This is a new step forward for former cancer or hepatitis C patients. The right to be forgotten will be reduced from June 1, following the publication of the Lemoine Act of February 28, 2022, ” for fairer, simpler and more transparent access to the borrower insurance market. ” Thus, they will no longer have to declare their pathology in the health questionnaire for a real estate loan application if they have completed their therapeutic protocol for at least five years.
Before that date, deadlines were different. The right to be forgotten applied 10 years after the end of treatment for cancers diagnosed after the age of 21. The five-year period only applied to people whose cancer had been detected before the age of 21.
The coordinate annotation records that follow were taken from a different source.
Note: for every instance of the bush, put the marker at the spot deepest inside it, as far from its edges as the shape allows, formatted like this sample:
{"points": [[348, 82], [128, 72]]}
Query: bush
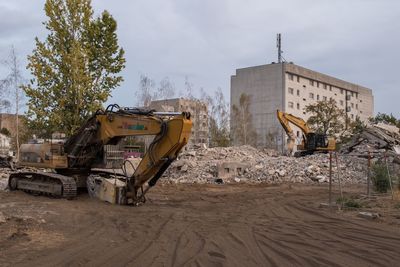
{"points": [[5, 131], [380, 178]]}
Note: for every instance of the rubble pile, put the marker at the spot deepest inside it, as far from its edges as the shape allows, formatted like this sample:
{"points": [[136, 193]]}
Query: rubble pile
{"points": [[378, 141], [202, 166], [4, 173]]}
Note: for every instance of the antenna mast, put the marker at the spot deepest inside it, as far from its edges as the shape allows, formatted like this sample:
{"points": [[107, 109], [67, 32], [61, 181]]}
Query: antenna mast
{"points": [[279, 45]]}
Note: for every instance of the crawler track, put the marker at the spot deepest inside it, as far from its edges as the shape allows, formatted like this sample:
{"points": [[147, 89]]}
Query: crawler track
{"points": [[43, 183]]}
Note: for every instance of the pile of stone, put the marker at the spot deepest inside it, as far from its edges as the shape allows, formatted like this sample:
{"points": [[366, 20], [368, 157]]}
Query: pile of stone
{"points": [[377, 141], [249, 165]]}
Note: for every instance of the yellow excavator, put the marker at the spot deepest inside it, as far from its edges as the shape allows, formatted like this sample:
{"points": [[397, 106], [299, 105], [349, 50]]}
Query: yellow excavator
{"points": [[311, 142], [76, 161]]}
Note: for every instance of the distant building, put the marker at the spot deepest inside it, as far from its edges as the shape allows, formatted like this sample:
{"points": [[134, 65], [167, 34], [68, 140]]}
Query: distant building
{"points": [[199, 115], [289, 88], [5, 145]]}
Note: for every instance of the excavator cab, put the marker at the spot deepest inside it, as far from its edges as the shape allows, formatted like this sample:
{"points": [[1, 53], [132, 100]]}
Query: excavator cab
{"points": [[315, 141]]}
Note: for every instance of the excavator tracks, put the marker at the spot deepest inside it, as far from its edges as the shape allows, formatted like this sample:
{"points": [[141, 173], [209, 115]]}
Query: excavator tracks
{"points": [[42, 183]]}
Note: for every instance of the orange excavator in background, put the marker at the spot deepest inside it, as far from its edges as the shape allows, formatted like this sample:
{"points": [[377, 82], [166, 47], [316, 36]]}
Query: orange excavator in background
{"points": [[77, 162], [311, 142]]}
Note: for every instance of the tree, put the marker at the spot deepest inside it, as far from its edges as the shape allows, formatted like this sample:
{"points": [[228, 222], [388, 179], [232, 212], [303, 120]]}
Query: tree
{"points": [[13, 84], [188, 88], [243, 130], [146, 93], [326, 117], [74, 69], [165, 90], [218, 118]]}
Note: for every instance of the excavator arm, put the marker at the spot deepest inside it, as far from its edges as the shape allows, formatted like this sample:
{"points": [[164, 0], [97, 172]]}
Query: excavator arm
{"points": [[311, 141], [171, 130], [76, 159], [285, 119]]}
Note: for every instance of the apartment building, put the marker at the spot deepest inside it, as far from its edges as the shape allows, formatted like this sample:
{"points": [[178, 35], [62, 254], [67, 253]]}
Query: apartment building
{"points": [[199, 114], [289, 87]]}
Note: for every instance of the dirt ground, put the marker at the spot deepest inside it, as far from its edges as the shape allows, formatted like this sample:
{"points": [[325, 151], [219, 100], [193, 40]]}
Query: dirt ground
{"points": [[199, 225]]}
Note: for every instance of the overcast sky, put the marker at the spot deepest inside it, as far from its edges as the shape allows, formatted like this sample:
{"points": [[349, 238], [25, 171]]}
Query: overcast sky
{"points": [[206, 40]]}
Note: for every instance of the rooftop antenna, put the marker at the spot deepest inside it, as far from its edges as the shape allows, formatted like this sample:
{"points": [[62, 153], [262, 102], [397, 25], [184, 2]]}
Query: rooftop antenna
{"points": [[279, 45]]}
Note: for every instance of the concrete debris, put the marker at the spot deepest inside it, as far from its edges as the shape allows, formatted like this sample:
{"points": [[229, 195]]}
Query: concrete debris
{"points": [[6, 161], [250, 165], [377, 141]]}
Unsecured borrower insurance
Specifically, in the questionnaire to be completed to obtain borrower insurance, to the question “Have you undergone chemotherapy treatment in the last five years?”, Former patients will be able to answer “no”. In this way, they will be able to benefit from borrower insurance under the same conditions as the others, without surcharges. This will actually reduce the overall cost of borrowing.
“It simply came to our notice then. But this could lead to significant insurance premiums, ”remarks Maël Bernier, a spokesman for real estate loan broker Meilleurtaux.com. In fact, depending on the type of cancer, an insurance increase of up to 200% can be applied by insurance advisers.
“If you’re in remission and it’s almost five years old, it’s worth waiting until June 1st to sign up for your loan offer.” Maël Bernier.
Renegotiate on September 1 for borrowers who already have a loan
“Former patients who have already taken out their home loan and who are now in the scope of the new Lemoine law will be able to renegotiate their borrower insurance from September 1,” said Maël Bernier. The date on which it will be possible to terminate the borrower’s insurance during the loan, at any time.
This new law extends the provisions of the previous law. Indeed, several measures have been passed since 2001 to allow former cancer patients to borrow, first under the Belorgey Act and then with the Aeras Convention (“insuring and borrowing with an aggravated health risk”). ) which replaced it in 2007.